For those new to the world of financial sovereignty, this can be a little overwhelming at first. Any crypto enthusiast worth their salt, makes one of their first investments into the crypto space in a hardware wallet. (Personally, I have both a trezor and a ledger nano S hardware wallet, but I definitely prefer the trezor and use it over the ledger whenever possible) This is sound advice, as maintaining control over your private keys is the key to keeping your money safe. By storing your cryptocurrencies in a hardware wallet (also known as cold storage) you are eliminating the potential for a would be hacker to gain access to your device and pilfer your keys. This is because cold storage means storing cryptocurrency in any capacity that is disconnected from the internet. Hardware wallets aren’t the only cold storage solution, as you can also generate paper keys (essentially a written or typed copy of your private key) or store private keys on a computer or hard drive that is disconnecting from an internet enabled device.
One thing is for sure, while cold storage may be the safest way to store your crypto, it definitely has it’s drawbacks. It can be a little bit nerve wracking to store thousands of dollars on a key chain. You may worry more about the physical solution than you do about an actual online storage solution like an exchange wallet. Things like floods, fires, robberies, and general absentmindedness could all potentially claim your crypto from you at a moments notice. Ink on paper can evaporate over time and there’s really no way to know that hardware wallets will ALWAYS work like they’re supposed to. You also run into the issues of vulnerability vectors by creating backups of your private keys and storing them in multiple locations, while having your private keys stored in 2 or 3 places instead of just one might prevent loss in the event of a disaster, it also presents another opportunity for that money to be accessed without your knowledge. Something to consider. Personally, the idea of storing my private keys (either paper or plastic) in a safe deposit box managed by a brick and mortar bank gives me a cold shudder.

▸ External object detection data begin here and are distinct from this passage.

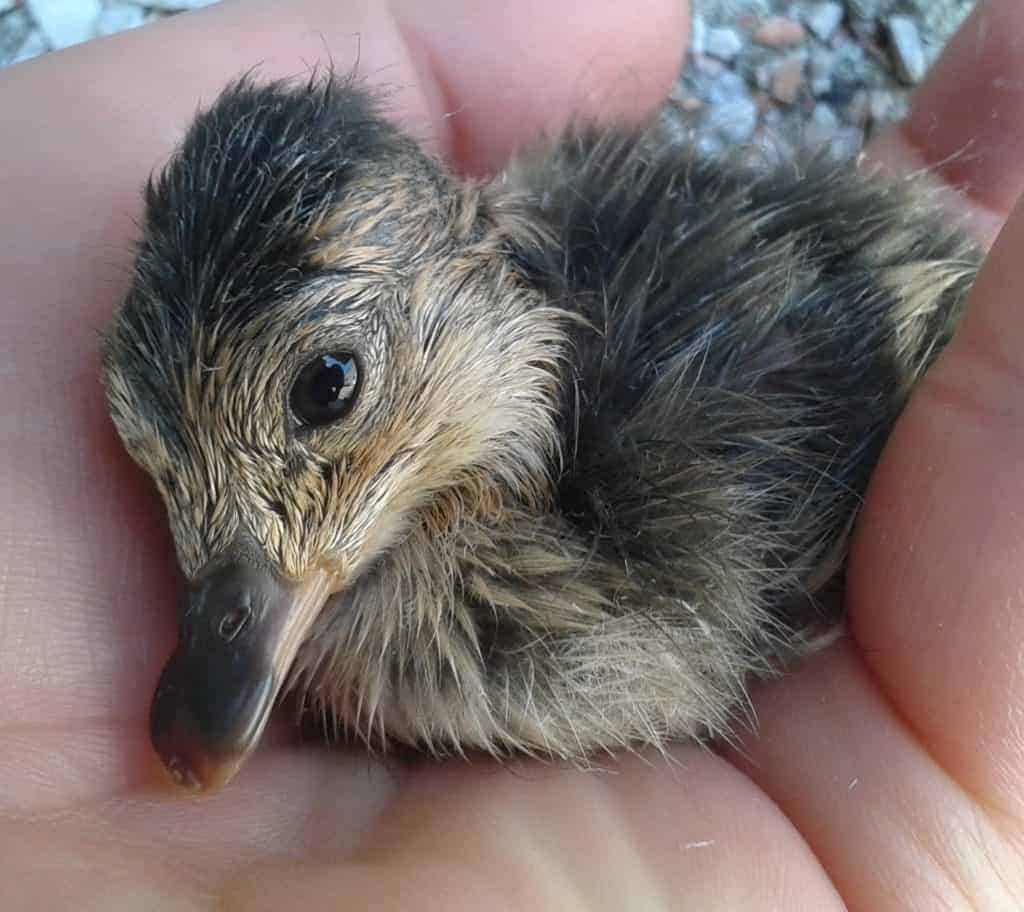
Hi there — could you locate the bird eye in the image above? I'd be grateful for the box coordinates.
[291,352,359,428]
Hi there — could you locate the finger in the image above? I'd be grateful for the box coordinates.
[867,0,1024,243]
[734,196,1024,912]
[395,0,689,171]
[0,0,681,798]
[223,747,841,912]
[851,194,1024,821]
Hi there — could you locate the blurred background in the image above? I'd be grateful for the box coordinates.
[0,0,975,159]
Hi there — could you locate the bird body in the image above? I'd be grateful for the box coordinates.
[104,77,978,787]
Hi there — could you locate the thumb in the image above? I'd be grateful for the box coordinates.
[850,189,1024,819]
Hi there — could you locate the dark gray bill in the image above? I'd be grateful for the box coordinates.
[150,563,328,789]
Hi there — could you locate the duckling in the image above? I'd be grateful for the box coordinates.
[102,75,979,789]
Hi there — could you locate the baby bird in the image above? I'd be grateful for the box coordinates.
[103,75,978,788]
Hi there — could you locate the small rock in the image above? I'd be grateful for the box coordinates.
[693,54,725,77]
[867,89,907,126]
[145,0,217,12]
[807,47,835,97]
[701,70,750,104]
[828,127,864,162]
[705,96,758,142]
[886,15,928,86]
[690,13,708,57]
[843,89,871,127]
[93,3,145,37]
[25,0,101,50]
[804,2,843,41]
[811,102,839,130]
[849,16,879,44]
[771,56,804,104]
[754,16,805,47]
[705,29,743,62]
[7,29,50,66]
[0,9,35,59]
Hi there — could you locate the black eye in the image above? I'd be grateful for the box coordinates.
[291,352,359,427]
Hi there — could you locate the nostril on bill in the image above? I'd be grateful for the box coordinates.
[163,754,203,791]
[217,600,253,643]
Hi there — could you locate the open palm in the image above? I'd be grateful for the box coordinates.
[0,0,1024,912]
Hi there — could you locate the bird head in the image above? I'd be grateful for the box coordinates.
[103,77,564,788]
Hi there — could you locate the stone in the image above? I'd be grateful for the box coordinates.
[754,16,806,48]
[771,56,804,104]
[93,3,145,37]
[0,9,35,64]
[25,0,101,50]
[690,13,708,57]
[705,95,758,143]
[705,29,743,62]
[145,0,217,12]
[700,70,750,104]
[886,15,928,86]
[807,47,835,98]
[7,29,50,66]
[811,101,839,130]
[804,2,843,41]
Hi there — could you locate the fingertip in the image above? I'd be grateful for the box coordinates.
[868,0,1024,242]
[848,190,1024,820]
[393,0,689,172]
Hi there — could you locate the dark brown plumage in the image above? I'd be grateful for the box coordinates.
[103,78,978,787]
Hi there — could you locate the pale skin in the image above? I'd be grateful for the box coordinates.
[0,0,1024,912]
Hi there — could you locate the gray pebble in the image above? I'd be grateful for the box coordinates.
[93,3,145,36]
[771,54,805,104]
[690,13,708,56]
[25,0,100,50]
[705,96,758,142]
[807,47,836,97]
[804,2,843,41]
[700,70,750,104]
[0,9,35,56]
[811,101,839,130]
[7,29,50,66]
[145,0,217,12]
[705,29,743,61]
[886,15,928,85]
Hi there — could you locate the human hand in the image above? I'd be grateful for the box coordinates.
[0,0,1024,910]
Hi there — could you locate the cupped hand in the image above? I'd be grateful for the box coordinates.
[6,0,1024,912]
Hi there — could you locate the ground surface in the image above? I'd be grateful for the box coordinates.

I really think the best solution lies in a mixture of everything. Diversify your holdings across multiple security platforms. Provided you plan on continuing to grow them and provided that you are in the game for the long hodl, it really makes sense to take advantage of multiple ways of keeping your crypto safe. Trezor and Ledgers are great, but what happens if something goes wrong with the software and you can’t access your crypto for a long time…or maybe forever? Worst case scenario, I know, but the potential is there. This is why distributing your crypto across several storage methods is a good idea, to protect yourself from losing everything in one fatal flaw.

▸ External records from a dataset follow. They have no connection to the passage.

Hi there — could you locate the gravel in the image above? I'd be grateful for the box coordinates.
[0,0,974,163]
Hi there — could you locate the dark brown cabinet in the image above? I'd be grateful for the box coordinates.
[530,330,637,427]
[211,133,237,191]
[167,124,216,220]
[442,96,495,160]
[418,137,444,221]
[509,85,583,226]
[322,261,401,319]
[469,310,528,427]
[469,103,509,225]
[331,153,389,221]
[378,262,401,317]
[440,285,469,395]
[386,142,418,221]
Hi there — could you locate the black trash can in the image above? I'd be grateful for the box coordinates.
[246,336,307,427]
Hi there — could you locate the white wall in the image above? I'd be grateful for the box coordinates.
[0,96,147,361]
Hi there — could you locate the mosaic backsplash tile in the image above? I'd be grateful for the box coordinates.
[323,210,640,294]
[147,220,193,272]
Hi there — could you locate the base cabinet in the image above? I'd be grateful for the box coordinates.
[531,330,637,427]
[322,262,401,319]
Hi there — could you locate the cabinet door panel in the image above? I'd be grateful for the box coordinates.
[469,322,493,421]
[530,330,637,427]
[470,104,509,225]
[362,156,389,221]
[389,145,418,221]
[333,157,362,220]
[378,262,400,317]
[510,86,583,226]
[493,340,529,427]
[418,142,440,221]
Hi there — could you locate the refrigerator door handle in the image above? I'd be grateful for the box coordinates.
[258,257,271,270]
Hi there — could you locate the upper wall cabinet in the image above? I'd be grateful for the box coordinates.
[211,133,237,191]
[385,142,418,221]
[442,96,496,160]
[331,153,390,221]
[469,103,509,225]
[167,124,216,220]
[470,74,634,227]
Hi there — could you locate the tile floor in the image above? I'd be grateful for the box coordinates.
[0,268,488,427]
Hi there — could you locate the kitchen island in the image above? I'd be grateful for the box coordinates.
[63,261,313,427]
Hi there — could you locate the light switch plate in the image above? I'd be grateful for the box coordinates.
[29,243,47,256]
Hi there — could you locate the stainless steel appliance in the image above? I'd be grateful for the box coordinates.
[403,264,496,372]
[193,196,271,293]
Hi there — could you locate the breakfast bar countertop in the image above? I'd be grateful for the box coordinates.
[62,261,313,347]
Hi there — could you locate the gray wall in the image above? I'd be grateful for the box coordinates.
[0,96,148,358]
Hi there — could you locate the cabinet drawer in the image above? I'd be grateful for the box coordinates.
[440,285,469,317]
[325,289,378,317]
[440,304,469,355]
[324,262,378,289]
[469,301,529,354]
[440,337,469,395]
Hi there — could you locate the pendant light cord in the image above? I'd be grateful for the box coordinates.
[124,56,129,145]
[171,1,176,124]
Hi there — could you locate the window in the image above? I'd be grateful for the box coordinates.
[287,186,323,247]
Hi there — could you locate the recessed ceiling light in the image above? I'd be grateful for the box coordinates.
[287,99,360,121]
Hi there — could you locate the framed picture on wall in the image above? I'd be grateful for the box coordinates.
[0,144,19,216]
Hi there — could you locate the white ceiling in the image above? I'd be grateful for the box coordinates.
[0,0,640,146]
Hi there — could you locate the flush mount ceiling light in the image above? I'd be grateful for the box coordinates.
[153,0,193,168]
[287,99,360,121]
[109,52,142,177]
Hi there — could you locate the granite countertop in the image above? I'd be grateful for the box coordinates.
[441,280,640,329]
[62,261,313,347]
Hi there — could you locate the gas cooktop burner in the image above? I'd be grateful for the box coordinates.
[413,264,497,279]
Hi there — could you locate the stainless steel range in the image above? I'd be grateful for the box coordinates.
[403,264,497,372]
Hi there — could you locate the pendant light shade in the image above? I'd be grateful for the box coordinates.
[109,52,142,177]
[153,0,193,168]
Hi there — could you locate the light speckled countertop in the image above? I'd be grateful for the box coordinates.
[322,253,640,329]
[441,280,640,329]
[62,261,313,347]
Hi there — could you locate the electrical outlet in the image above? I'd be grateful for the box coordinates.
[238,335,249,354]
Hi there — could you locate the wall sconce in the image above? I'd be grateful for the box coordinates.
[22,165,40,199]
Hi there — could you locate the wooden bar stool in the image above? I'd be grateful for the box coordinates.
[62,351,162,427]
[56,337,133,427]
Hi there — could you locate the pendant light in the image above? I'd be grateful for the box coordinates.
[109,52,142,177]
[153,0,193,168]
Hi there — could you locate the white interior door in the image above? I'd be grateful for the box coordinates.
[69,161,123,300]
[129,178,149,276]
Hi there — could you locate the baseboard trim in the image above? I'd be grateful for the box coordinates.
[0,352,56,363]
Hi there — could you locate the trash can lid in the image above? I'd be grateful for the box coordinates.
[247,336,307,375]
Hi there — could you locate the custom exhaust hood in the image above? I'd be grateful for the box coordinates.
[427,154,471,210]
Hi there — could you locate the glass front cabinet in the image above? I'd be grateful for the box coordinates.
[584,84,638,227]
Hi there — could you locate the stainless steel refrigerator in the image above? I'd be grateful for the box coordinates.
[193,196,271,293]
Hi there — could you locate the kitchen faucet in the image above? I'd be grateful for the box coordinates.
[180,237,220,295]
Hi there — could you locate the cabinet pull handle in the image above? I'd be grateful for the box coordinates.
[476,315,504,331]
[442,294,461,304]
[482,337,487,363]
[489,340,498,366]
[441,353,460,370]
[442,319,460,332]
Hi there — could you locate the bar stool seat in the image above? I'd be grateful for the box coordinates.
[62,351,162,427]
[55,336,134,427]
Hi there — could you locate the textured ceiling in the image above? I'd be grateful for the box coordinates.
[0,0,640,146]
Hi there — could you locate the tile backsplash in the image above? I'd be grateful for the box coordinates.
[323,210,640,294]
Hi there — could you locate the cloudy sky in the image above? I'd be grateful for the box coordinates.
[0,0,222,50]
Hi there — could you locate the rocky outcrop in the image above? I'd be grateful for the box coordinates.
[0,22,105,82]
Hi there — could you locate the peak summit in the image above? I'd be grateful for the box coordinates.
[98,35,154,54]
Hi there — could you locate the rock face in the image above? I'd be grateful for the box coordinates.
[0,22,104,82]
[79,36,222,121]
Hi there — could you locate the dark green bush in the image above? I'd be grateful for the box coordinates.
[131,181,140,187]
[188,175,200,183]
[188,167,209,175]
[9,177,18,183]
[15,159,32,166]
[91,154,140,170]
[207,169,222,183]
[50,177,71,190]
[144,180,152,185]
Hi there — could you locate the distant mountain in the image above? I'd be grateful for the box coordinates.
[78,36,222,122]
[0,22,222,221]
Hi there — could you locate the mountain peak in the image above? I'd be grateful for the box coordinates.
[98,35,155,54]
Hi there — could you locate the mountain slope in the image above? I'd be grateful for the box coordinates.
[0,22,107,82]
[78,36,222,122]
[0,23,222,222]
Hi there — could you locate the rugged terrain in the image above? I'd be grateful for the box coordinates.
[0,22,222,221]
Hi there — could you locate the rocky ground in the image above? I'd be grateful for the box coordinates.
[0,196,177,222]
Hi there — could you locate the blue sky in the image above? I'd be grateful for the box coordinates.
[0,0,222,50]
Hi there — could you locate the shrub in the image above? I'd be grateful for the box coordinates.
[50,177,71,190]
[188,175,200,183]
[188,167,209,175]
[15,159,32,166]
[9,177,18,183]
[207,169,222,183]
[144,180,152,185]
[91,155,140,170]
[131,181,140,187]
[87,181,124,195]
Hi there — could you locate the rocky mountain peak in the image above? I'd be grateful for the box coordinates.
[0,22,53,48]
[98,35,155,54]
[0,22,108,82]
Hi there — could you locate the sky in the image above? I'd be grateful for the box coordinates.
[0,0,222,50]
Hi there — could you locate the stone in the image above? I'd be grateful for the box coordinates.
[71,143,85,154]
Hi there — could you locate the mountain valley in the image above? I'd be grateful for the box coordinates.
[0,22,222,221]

An example would be storing 1 btc in a paper wallet (keep one copy in your personal safe and one copy buried in a mason jar on a deserted island) and storing 1 btc in your trezor. However, there is an important thing to consider here, that is the amount of liquidity that we trade off for the security we gain from cold storage.
Doing a private key recovery from a paper wallet isn’t exactly difficult, but it’s not exactly the most intuitive, fast paced thing, and user friendly thing in the world either, at least not yet anyways. And while I love using my trezor, it does take a little time for me to navigate to the website, punch in my pin code, wait for my wallet to load up and then navigate to the correct currency and conduct my transaction.

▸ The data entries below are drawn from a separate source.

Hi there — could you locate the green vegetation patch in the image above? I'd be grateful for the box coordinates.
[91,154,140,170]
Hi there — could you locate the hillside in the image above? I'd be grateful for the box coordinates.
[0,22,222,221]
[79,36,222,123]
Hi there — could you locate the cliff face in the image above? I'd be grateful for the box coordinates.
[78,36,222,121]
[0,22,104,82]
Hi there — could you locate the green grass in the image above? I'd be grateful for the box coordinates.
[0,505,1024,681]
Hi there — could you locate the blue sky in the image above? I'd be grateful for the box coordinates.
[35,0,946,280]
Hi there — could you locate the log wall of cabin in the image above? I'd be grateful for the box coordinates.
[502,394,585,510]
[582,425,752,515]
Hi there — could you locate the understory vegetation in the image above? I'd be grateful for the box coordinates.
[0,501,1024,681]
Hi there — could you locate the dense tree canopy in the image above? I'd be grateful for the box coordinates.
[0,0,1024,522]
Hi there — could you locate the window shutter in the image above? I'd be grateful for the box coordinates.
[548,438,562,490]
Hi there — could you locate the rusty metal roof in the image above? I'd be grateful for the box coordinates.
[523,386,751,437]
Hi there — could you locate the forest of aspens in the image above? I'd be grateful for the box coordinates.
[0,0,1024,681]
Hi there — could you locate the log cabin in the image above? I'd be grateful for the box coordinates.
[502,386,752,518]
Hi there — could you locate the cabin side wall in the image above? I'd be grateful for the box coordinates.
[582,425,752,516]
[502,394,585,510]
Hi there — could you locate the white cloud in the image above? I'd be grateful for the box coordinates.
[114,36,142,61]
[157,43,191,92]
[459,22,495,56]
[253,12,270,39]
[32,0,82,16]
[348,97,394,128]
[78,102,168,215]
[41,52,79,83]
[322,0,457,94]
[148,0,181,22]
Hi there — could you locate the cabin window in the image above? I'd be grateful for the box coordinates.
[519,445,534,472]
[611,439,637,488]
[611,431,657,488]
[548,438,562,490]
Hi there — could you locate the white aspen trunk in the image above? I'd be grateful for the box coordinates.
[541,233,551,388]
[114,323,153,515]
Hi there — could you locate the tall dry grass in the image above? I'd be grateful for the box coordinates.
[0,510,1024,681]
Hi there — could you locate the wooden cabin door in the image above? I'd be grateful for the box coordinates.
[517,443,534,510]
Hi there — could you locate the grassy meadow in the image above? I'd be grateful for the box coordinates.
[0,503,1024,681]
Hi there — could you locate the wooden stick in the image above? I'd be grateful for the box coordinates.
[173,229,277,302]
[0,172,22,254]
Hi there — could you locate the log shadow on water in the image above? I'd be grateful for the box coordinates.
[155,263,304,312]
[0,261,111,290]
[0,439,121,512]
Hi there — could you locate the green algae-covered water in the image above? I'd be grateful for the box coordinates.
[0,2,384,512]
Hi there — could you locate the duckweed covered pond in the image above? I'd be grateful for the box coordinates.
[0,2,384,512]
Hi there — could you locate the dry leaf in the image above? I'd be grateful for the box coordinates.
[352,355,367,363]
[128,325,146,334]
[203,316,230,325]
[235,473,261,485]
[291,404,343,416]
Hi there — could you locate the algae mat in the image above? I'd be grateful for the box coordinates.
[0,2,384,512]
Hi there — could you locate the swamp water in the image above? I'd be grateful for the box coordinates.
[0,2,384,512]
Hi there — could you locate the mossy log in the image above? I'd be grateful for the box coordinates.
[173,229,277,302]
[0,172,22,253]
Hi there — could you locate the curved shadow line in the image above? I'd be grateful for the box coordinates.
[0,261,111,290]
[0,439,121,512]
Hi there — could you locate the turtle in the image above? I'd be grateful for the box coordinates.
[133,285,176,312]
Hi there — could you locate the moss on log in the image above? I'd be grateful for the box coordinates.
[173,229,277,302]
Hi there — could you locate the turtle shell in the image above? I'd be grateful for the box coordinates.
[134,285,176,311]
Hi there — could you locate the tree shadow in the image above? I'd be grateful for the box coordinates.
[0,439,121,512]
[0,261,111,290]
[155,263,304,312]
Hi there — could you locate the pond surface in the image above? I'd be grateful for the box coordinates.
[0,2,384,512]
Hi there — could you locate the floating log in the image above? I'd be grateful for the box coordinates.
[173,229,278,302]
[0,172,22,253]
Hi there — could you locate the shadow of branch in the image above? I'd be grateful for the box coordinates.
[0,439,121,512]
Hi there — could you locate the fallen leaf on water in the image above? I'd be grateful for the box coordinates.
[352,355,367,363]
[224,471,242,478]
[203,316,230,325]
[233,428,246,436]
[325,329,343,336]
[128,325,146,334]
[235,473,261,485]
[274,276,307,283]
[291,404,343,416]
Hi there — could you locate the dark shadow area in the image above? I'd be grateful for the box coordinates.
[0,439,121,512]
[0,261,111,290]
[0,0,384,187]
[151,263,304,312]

It is important to consider these trade offs in liquidity that come with security benefits. What I mean when I say that is that if you plan to buy bitcoin and sell it if it drops below a certain price, you could very easily see an additional 10% swing following your stop loss, long before you even get the bitcoin transferred onto your exchange of choice. Now for someone like myself who chooses to hold for the long term and I keep 99% of my crypto in cold storage, this is really a non issue…but for anyone else who might be involved in day trading or swing trading, it might not be a bad idea to consider keeping smaller portions of crypto on exchanges, or maybe even moving it back and forth between warm wallets on your personal computer and the exchange wallets.
Provided that you practice good cybersecurity habits, your computer is a relatively more safe place to store your private keys than an exchange, for the simple reason of the size of the target painted on your backs. Who is a would be crypto thief more likely to target? Random everyday desktop computers they scour for crypto, or an exchange laden with every coin imaginable? This is what’s called a honey pot.
In my opinion, a thoughtful mix of cold storage solutions for the long term, warm/hot wallets for the mid term/short term on your computer, and exchange storage for only extremely necessary liquidity or short time periods is ideal. It is also interesting to consider, that in a world of growing connectivity by cryptocurrency, there may come a day when making a purchase with bitcoin is an as common as making a purchase with cash. Take it from me, if you’ve never experienced how easy and painless it is to send someone crypto in exchange for something, definitely try it out, it’s a blast. It may be reasonable to start thinking about portable warm/hot wallets like on your cell phone the way you think about cash that you pull out an ATM. It would be silly to carry around $5,000 in cash in your wallet, just as it would be silly to carry around $5,000 in bitcoin stored in your cell phone.
Manage your cryptocurrency carefully, and take steps to ensure that you are being the best custodian possible for your funds. There are no do overs around here.